Delacroix thought about that. It made sense in a twisted, sick way. And gave her own life a new meaning. She’d spent so many years not knowing, not understanding, and now it was all coming together—the fractured pictures in her mind:

Owen shuttling her out of the theater and leaving her, crying, with strangers.

A dark ride with two arguing strangers, the acrid smell of cigarettes and beer and then, a few days later, being left with new people. Kind people. Worried people who insisted she call them Mama and Papa. Nervous people who insisted she never talk about what happened in the “before” time. It had been scary and upsetting and she’d cried herself to sleep in a room all of her own and decorated with pink bunnies and kitties . . .

Mama and Papa. Her throat closed as she thought of them and how disappointed they were with her, unhappy that she’d always wanted to know more, had never totally forgotten . . .

Owen, her brother, had saved her. Not that she had understood at the time.

Not that she’d completely put it together, only remembering small moments for years.

Now, though, as she stood in the forest, her splintered life came together; her hand was rock steady as she pointed her service weapon at the back of Tyson’s head.

Tyson, the one who had taken her sisters.

Tyson, who had choked the life from those little, innocent girls.

Tyson, who had hidden them deep in the bowels of his home, placing their hands together and locking them away in his grandmother’s secret crypt.

Tyson, who was her own half brother.

Tyson, the murdering bastard.

Now she knew.

She took a bead on Tyson and nearly squeezed the trigger, when he suddenly whipped around, staring into the darkness, as if he’d heard her. Sensed her presence. “Watch out,” he said to Ashley.

He cocked his gun, his eyes, in his night-vision goggles, searching the darkness.

Good.

He’d see her.

Recognize her.

And then, by God, she’d blow him away . . .

* * *

“I killed him! I killed him!” Ashley was frantic. “Tyson. We have to go. Oh, God, you’re hurt . . . we have to go. Do you hear that? Sirens. They’re coming and I killed him.”

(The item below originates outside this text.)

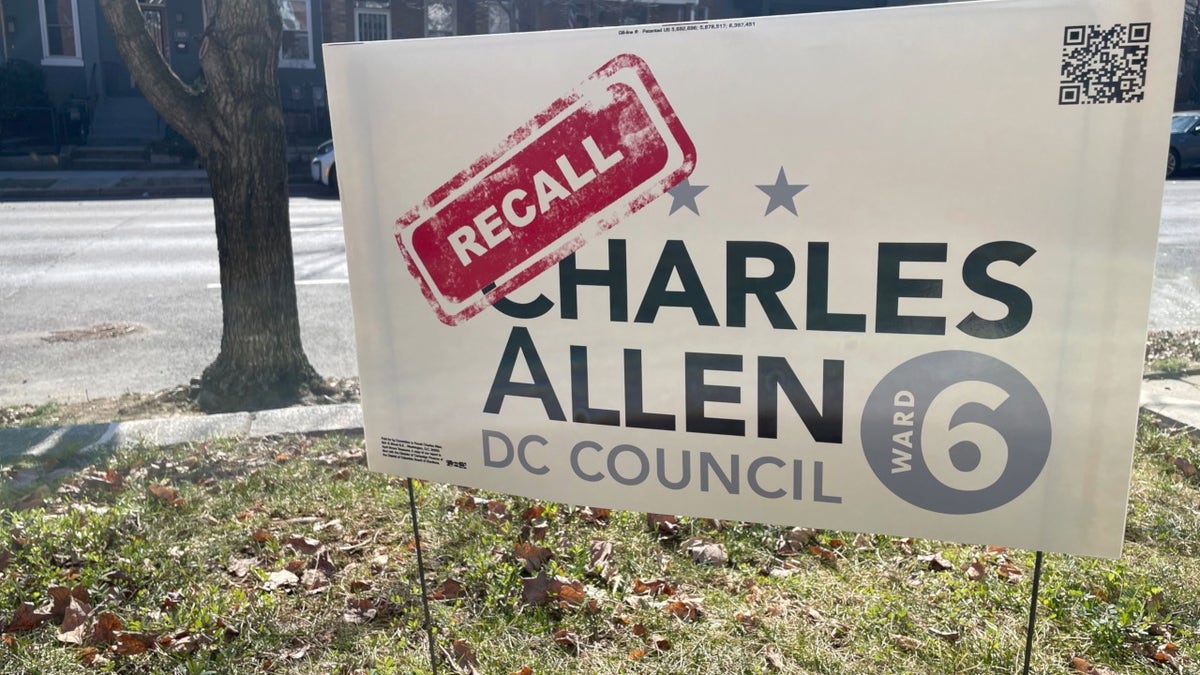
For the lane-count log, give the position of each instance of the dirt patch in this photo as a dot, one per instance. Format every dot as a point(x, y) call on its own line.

“Killed who?” he demanded, concentrating on the wilderness surrounding the inn. He’d seen a woman out there, a woman with a gun. She’d fired at him, then disappeared, but the pain in his crotch. He could barely think.

“Go inside,” he said.

“No, no! I’m going home. I need a lawyer. You need a lawyer. I killed him, Tyson. Did you hear me, I killed the cop!”

“The cop?” What was she talking about?

“Reed. Detective Reed. He was coming. Right there!” She flailed wildly with her pistol, gesturing toward the parking area, to her Bentley. “He was out there. And I killed him.”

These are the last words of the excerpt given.